Le facteur déclenchant majeur est la pression scolaire. La première étape
consiste à faire identifier par Hugo et sa famille, la « spirale infernale »
mise en place : plus la pression est forte, plus Hugo perd ses moyens.
Certains enfants migraineux et particulièrement anxieux échouent
régulièrement lors des contrôles scolaires malgré de très bonnes capacités
intellectuelles, et un travail continu.
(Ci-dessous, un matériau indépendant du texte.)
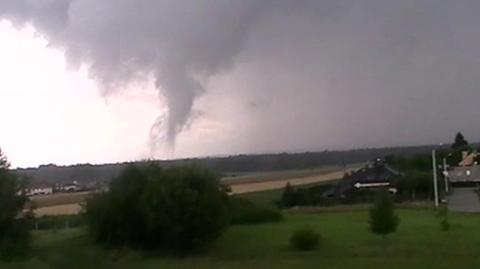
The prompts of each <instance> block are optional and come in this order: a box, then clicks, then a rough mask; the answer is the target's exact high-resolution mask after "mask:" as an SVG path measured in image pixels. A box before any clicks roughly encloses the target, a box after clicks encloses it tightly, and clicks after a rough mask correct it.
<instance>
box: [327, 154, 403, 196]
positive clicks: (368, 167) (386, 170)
mask: <svg viewBox="0 0 480 269" xmlns="http://www.w3.org/2000/svg"><path fill="white" fill-rule="evenodd" d="M402 176H404V174H403V173H401V172H399V171H397V170H396V169H393V168H392V167H390V166H388V165H387V164H385V163H384V162H381V161H376V162H374V163H370V164H368V165H367V166H365V167H363V168H360V169H359V170H357V171H355V172H353V173H352V174H349V175H346V176H345V177H344V178H343V179H342V180H341V181H340V182H339V183H338V185H337V188H336V191H337V193H344V192H346V191H349V190H352V189H353V188H355V184H357V183H361V184H365V183H367V184H368V183H382V182H388V183H393V181H394V180H395V179H397V178H398V177H402Z"/></svg>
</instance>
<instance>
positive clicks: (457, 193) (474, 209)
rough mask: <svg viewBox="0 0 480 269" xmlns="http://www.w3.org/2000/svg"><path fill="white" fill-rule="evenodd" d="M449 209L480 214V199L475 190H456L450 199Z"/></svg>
mask: <svg viewBox="0 0 480 269" xmlns="http://www.w3.org/2000/svg"><path fill="white" fill-rule="evenodd" d="M448 209H449V210H451V211H455V212H465V213H480V199H479V197H478V195H477V193H475V188H455V189H454V190H453V192H452V194H451V195H450V197H449V202H448Z"/></svg>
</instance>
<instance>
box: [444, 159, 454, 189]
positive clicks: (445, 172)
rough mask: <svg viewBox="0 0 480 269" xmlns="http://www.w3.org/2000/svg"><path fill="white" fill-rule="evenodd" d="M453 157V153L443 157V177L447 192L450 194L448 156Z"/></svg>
mask: <svg viewBox="0 0 480 269" xmlns="http://www.w3.org/2000/svg"><path fill="white" fill-rule="evenodd" d="M450 157H452V153H449V154H448V155H447V157H444V158H443V179H444V180H445V194H448V171H447V158H450Z"/></svg>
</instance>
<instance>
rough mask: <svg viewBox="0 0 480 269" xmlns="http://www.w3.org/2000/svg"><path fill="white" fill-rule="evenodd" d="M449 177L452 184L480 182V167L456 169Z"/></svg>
mask: <svg viewBox="0 0 480 269" xmlns="http://www.w3.org/2000/svg"><path fill="white" fill-rule="evenodd" d="M448 177H449V180H450V182H480V165H473V166H458V167H454V168H453V169H452V170H450V171H448Z"/></svg>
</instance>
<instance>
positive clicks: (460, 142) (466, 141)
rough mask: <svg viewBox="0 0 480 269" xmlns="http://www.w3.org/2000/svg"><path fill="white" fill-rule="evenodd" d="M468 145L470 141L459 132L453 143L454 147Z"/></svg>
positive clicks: (456, 136)
mask: <svg viewBox="0 0 480 269" xmlns="http://www.w3.org/2000/svg"><path fill="white" fill-rule="evenodd" d="M466 146H468V141H467V140H465V137H464V136H463V134H462V133H461V132H458V133H457V135H456V136H455V142H454V143H453V144H452V148H453V149H458V148H464V147H466Z"/></svg>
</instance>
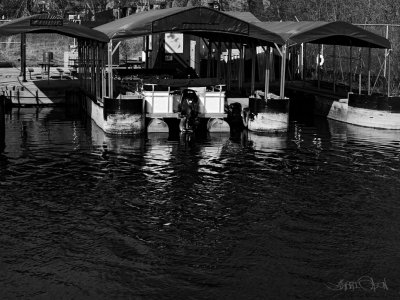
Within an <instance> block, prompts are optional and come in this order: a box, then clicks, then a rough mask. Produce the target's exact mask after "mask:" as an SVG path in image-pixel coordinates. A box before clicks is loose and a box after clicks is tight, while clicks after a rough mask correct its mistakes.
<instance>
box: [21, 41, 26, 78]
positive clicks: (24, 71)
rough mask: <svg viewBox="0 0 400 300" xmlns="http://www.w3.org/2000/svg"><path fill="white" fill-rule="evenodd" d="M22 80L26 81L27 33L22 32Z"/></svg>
mask: <svg viewBox="0 0 400 300" xmlns="http://www.w3.org/2000/svg"><path fill="white" fill-rule="evenodd" d="M20 76H22V81H23V82H26V33H21V74H20Z"/></svg>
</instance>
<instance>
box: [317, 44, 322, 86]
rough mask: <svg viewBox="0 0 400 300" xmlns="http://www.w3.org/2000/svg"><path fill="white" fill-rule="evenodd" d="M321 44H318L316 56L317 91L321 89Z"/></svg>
mask: <svg viewBox="0 0 400 300" xmlns="http://www.w3.org/2000/svg"><path fill="white" fill-rule="evenodd" d="M321 49H322V46H321V44H318V54H317V80H318V89H319V88H320V87H321V78H320V75H321V56H320V55H321Z"/></svg>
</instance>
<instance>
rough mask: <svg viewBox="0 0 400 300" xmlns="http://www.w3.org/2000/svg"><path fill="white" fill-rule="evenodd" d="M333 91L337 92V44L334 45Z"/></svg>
mask: <svg viewBox="0 0 400 300" xmlns="http://www.w3.org/2000/svg"><path fill="white" fill-rule="evenodd" d="M332 56H333V93H336V45H334V46H333V54H332Z"/></svg>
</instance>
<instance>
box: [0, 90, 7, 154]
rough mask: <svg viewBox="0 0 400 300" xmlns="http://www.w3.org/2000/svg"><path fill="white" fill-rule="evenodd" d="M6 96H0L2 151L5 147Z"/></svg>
mask: <svg viewBox="0 0 400 300" xmlns="http://www.w3.org/2000/svg"><path fill="white" fill-rule="evenodd" d="M5 102H6V97H5V96H0V153H1V152H3V150H4V148H5V146H6V145H5V135H6V134H5V133H6V128H5V127H6V122H5V106H6V103H5Z"/></svg>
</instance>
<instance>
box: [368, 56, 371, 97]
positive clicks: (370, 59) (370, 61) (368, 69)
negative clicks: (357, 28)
mask: <svg viewBox="0 0 400 300" xmlns="http://www.w3.org/2000/svg"><path fill="white" fill-rule="evenodd" d="M368 95H371V48H368Z"/></svg>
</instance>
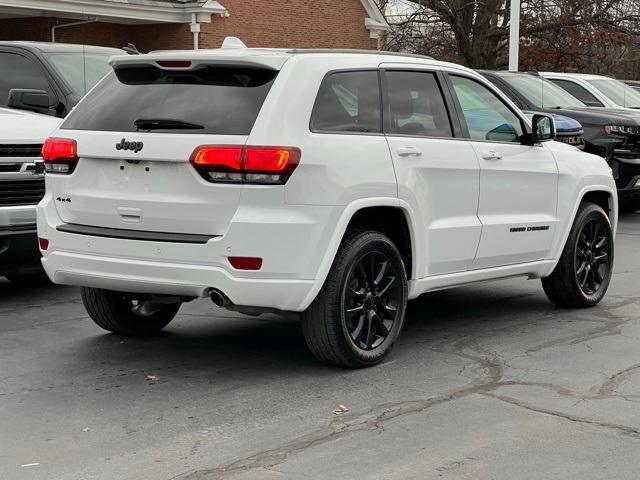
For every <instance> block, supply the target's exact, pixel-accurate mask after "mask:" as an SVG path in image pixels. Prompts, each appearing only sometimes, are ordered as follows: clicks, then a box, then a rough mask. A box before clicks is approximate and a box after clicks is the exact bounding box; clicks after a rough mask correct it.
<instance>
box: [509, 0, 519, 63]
mask: <svg viewBox="0 0 640 480" xmlns="http://www.w3.org/2000/svg"><path fill="white" fill-rule="evenodd" d="M519 58H520V0H511V16H510V17H509V71H511V72H517V71H518V60H519Z"/></svg>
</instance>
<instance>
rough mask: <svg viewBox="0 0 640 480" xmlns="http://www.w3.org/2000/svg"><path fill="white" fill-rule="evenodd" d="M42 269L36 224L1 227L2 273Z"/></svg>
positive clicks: (19, 272)
mask: <svg viewBox="0 0 640 480" xmlns="http://www.w3.org/2000/svg"><path fill="white" fill-rule="evenodd" d="M38 271H42V266H41V265H40V251H39V250H38V236H37V234H36V226H35V224H23V225H19V226H12V227H0V275H3V276H4V275H23V274H29V273H35V272H38Z"/></svg>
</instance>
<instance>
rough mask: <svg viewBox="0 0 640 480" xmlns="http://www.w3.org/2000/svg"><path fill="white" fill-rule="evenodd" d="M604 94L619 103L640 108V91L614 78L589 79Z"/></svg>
mask: <svg viewBox="0 0 640 480" xmlns="http://www.w3.org/2000/svg"><path fill="white" fill-rule="evenodd" d="M587 81H588V82H589V83H590V84H591V85H593V86H594V87H596V88H597V89H598V90H600V91H601V92H602V93H603V94H604V95H606V96H607V97H609V99H610V100H611V101H612V102H613V103H616V104H618V105H621V106H623V107H627V108H640V92H638V91H637V90H634V89H633V88H632V87H630V86H629V85H626V84H624V83H622V82H620V81H618V80H614V79H613V78H599V79H595V80H587Z"/></svg>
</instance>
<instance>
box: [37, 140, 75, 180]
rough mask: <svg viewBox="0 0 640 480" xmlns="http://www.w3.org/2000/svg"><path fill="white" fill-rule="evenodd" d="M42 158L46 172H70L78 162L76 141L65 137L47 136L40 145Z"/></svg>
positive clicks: (68, 172)
mask: <svg viewBox="0 0 640 480" xmlns="http://www.w3.org/2000/svg"><path fill="white" fill-rule="evenodd" d="M42 159H43V160H44V168H45V171H46V172H48V173H62V174H69V173H72V172H73V170H74V169H75V168H76V164H77V163H78V146H77V144H76V141H75V140H69V139H67V138H47V139H46V140H45V142H44V145H43V146H42Z"/></svg>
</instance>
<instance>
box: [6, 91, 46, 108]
mask: <svg viewBox="0 0 640 480" xmlns="http://www.w3.org/2000/svg"><path fill="white" fill-rule="evenodd" d="M7 106H8V107H9V108H19V109H21V110H30V111H32V112H38V113H47V114H50V113H51V110H50V108H51V102H50V101H49V94H48V93H47V92H45V91H44V90H29V89H21V88H12V89H11V90H9V101H8V102H7Z"/></svg>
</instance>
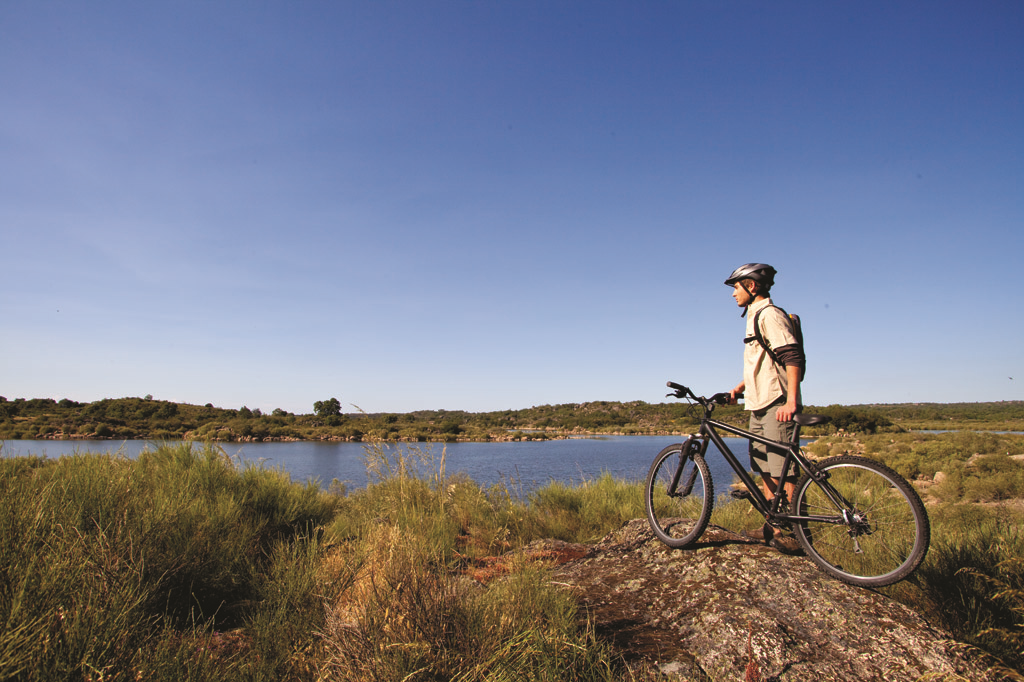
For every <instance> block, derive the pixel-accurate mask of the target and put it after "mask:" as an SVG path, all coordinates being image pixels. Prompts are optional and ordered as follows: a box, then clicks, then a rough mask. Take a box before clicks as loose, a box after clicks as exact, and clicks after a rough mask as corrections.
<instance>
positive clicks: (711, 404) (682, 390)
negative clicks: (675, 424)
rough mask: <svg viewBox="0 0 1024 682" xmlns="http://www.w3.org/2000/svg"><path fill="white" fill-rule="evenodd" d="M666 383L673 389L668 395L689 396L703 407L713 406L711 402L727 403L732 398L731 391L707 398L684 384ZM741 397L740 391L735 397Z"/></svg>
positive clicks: (713, 402)
mask: <svg viewBox="0 0 1024 682" xmlns="http://www.w3.org/2000/svg"><path fill="white" fill-rule="evenodd" d="M666 385H667V386H668V387H669V388H671V389H673V392H672V393H669V395H675V396H676V397H678V398H686V397H691V398H693V399H694V400H696V401H697V402H699V403H700V404H702V406H703V407H705V409H708V408H711V406H713V404H729V401H730V400H731V399H732V394H731V393H715V394H714V395H712V396H711V397H710V398H707V397H702V396H698V395H696V394H695V393H694V392H693V391H691V390H690V389H689V388H687V387H686V386H683V385H681V384H677V383H676V382H674V381H670V382H668V383H667V384H666ZM741 397H743V395H742V393H740V394H739V395H737V396H736V398H737V399H739V398H741Z"/></svg>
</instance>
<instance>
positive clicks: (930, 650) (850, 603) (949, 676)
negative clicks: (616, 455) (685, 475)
mask: <svg viewBox="0 0 1024 682" xmlns="http://www.w3.org/2000/svg"><path fill="white" fill-rule="evenodd" d="M548 544H549V545H551V543H550V541H549V542H548ZM536 549H540V548H536ZM547 549H549V550H556V551H557V550H559V549H560V550H562V551H564V552H565V555H566V556H567V557H573V556H574V557H578V558H571V559H570V560H568V561H567V562H565V563H562V564H561V565H558V566H556V567H555V568H554V569H553V570H554V578H553V580H555V581H556V582H558V583H560V584H562V585H566V586H568V587H569V589H571V590H573V591H574V592H575V593H577V595H578V596H579V599H580V601H581V603H582V604H583V605H584V606H585V607H586V609H587V612H588V613H589V615H590V617H591V621H592V622H593V623H594V624H595V626H596V628H597V630H598V633H599V634H600V635H601V636H602V637H605V638H607V639H608V640H610V641H611V642H612V643H613V644H614V645H615V646H616V647H617V649H618V650H621V651H622V652H623V653H624V655H626V657H627V658H628V659H633V660H635V662H638V663H641V664H644V663H646V664H647V666H646V667H647V668H656V669H658V670H659V671H660V674H662V675H663V676H664V678H663V679H671V680H743V679H748V680H751V679H756V680H773V679H775V680H780V681H787V680H839V681H860V680H887V681H890V682H898V681H902V680H906V681H911V680H920V679H921V678H923V677H925V676H928V677H927V678H926V679H939V680H943V679H968V680H986V679H994V678H988V677H986V673H985V667H984V666H983V665H981V664H980V662H978V660H977V659H974V658H973V657H972V656H971V655H969V654H968V652H967V651H965V650H964V647H963V646H962V645H958V644H957V643H956V642H954V641H952V640H951V639H950V638H949V636H948V635H947V634H946V633H943V632H941V631H940V630H938V629H936V628H934V627H932V626H931V625H930V624H929V623H927V622H926V621H925V620H924V619H923V617H922V616H921V615H920V614H918V613H916V612H914V611H913V610H911V609H910V608H908V607H906V606H904V605H902V604H900V603H898V602H895V601H893V600H891V599H889V598H887V597H885V596H883V595H881V594H879V593H877V592H873V591H870V590H864V589H860V588H854V587H850V586H848V585H845V584H843V583H840V582H839V581H837V580H835V579H833V578H829V577H827V576H826V574H824V573H822V572H820V571H819V570H818V569H817V568H816V567H815V566H814V564H813V563H811V562H810V561H809V560H808V559H807V558H806V557H804V556H790V555H785V554H782V553H780V552H778V551H777V550H774V549H772V548H769V547H765V546H764V545H761V544H759V543H756V542H754V541H751V540H746V539H744V538H742V537H740V536H737V535H735V534H732V532H729V531H728V530H725V529H723V528H719V527H717V526H710V527H709V528H708V530H707V531H706V532H705V535H703V537H702V538H701V539H700V541H699V542H698V543H697V544H695V545H693V546H691V547H689V548H686V549H683V550H672V549H669V548H668V547H666V546H665V545H663V544H662V543H660V542H658V541H657V540H656V539H655V538H654V537H653V535H652V534H651V532H650V530H649V528H648V526H647V524H646V522H645V521H644V520H642V519H640V520H634V521H631V522H629V523H627V524H626V525H625V526H623V527H622V528H621V529H618V530H617V531H615V532H613V534H611V535H609V536H608V537H606V538H605V539H604V540H603V541H601V542H600V543H598V544H597V545H594V546H578V545H573V546H562V547H560V548H559V547H554V546H551V547H548V548H547ZM933 676H934V677H933Z"/></svg>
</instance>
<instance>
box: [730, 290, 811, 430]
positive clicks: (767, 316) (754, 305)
mask: <svg viewBox="0 0 1024 682" xmlns="http://www.w3.org/2000/svg"><path fill="white" fill-rule="evenodd" d="M771 304H772V303H771V299H770V298H766V299H764V300H761V301H755V302H754V303H752V304H751V306H750V307H749V308H748V309H746V336H745V338H748V339H750V338H752V337H754V318H755V317H757V312H758V310H760V309H761V308H764V307H767V306H770V305H771ZM759 322H760V324H761V334H762V336H764V338H765V340H766V341H767V342H768V343H769V345H771V347H772V348H780V347H782V346H787V345H792V344H795V343H797V339H796V337H794V336H793V332H792V331H791V330H790V324H788V322H787V321H786V318H785V315H784V314H783V312H782V311H781V310H779V309H778V308H776V307H772V308H769V309H768V310H765V311H764V312H763V313H762V314H761V319H760V321H759ZM743 346H744V347H743V402H744V403H745V409H746V410H749V411H754V412H757V411H759V410H764V409H765V408H767V407H768V406H770V404H771V403H772V402H774V401H775V400H777V399H778V398H780V397H783V396H785V394H786V389H787V385H786V376H785V368H784V367H781V366H778V365H775V363H773V361H772V359H771V355H769V354H768V351H766V350H765V349H764V348H763V347H762V346H761V344H760V343H758V342H757V341H756V340H754V341H750V342H749V343H744V344H743ZM797 391H798V392H797V404H801V402H802V401H801V399H800V392H799V391H800V386H799V384H798V386H797Z"/></svg>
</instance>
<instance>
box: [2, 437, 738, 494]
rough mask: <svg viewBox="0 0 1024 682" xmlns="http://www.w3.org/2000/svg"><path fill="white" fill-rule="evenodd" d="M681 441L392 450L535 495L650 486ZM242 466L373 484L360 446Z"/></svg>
mask: <svg viewBox="0 0 1024 682" xmlns="http://www.w3.org/2000/svg"><path fill="white" fill-rule="evenodd" d="M681 440H683V438H680V437H679V436H607V437H601V438H578V439H569V440H537V441H526V442H454V443H446V444H442V443H416V444H407V443H401V444H399V445H391V449H392V451H393V450H394V449H395V447H399V449H401V450H402V451H407V452H408V451H410V450H419V451H420V452H422V453H425V454H429V455H430V456H432V458H433V460H434V461H435V462H437V461H439V460H440V457H441V454H442V452H443V455H444V466H445V472H446V473H447V474H450V475H451V474H454V473H456V472H464V473H466V474H468V475H469V477H470V478H472V479H473V480H474V481H476V482H477V483H479V484H481V485H485V486H486V485H490V484H493V483H498V482H504V483H506V484H508V485H509V486H510V487H512V488H513V489H521V491H523V492H529V491H531V489H535V488H536V487H538V486H540V485H544V484H546V483H548V482H550V481H552V480H557V481H562V482H565V483H579V482H582V481H584V480H587V479H591V478H596V477H598V476H600V475H601V474H602V473H603V472H605V471H607V472H608V473H610V474H611V475H612V476H614V477H615V478H622V479H625V480H641V481H642V480H644V478H645V477H646V476H647V469H648V468H649V467H650V463H651V462H652V461H653V459H654V456H655V455H656V454H657V453H658V452H660V450H662V449H663V447H665V446H666V445H669V444H671V443H674V442H680V441H681ZM725 440H726V443H727V444H728V445H729V449H730V450H732V452H733V453H735V454H736V455H737V457H739V461H740V462H741V463H742V464H745V463H746V442H745V441H744V440H742V439H740V438H726V439H725ZM221 446H222V447H223V449H224V452H226V453H227V454H228V455H230V456H231V457H232V458H234V459H237V460H239V461H241V462H253V463H259V462H261V463H263V464H264V466H268V467H273V468H279V469H283V470H285V471H287V472H288V473H289V474H290V475H291V477H292V479H293V480H297V481H306V480H310V479H312V480H317V481H318V482H319V484H321V485H322V486H324V487H327V486H328V485H330V483H331V481H332V480H333V479H338V480H339V481H341V482H343V483H345V484H346V485H347V486H348V488H349V489H351V488H355V487H362V486H364V485H366V484H367V471H366V465H365V461H364V455H365V452H366V451H365V450H364V444H362V443H357V442H253V443H221ZM146 447H150V449H153V447H154V444H153V443H151V442H147V441H145V440H125V441H116V440H7V441H3V442H2V449H0V456H3V457H18V456H27V455H41V456H45V457H60V456H61V455H72V454H75V453H121V454H122V455H124V456H125V457H129V458H135V457H137V456H138V454H139V453H141V452H142V451H143V450H145V449H146ZM712 450H715V445H714V444H712V445H711V446H710V449H709V454H708V464H709V466H710V467H711V471H712V478H713V479H714V480H715V483H716V487H717V488H718V489H719V491H724V489H725V487H726V486H727V485H728V484H729V482H731V481H732V476H733V473H732V469H731V468H730V467H729V465H728V464H727V463H726V462H725V459H724V458H723V457H722V456H721V455H720V454H719V453H718V452H717V450H716V451H715V452H711V451H712Z"/></svg>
Des phénomènes de stress aigu
(panique) inhibent temporairement leurs performances mnésiques et
cognitives et peuvent déclencher d’authentiques crises de migraine.
L’identification de ces facteurs de stress permet à l’enfant et à sa famille
de mieux comprendre l’enchaînement des évènements et ainsi de pouvoir
en modifier certains : limiter la pression des parents, des enseignants.
Parfois un certificat décrivant la sévérité du tableau et les facteurs de
stress associés peut être nécessaire. L’apprentissage des techniques de
relaxation est alors souvent favorablement accueilli ; un soutien
psychothérapeutique peut aussi être proposé. Parfois le changement
d’établissement scolaire doit être évoqué avec l’enfant et sa famille.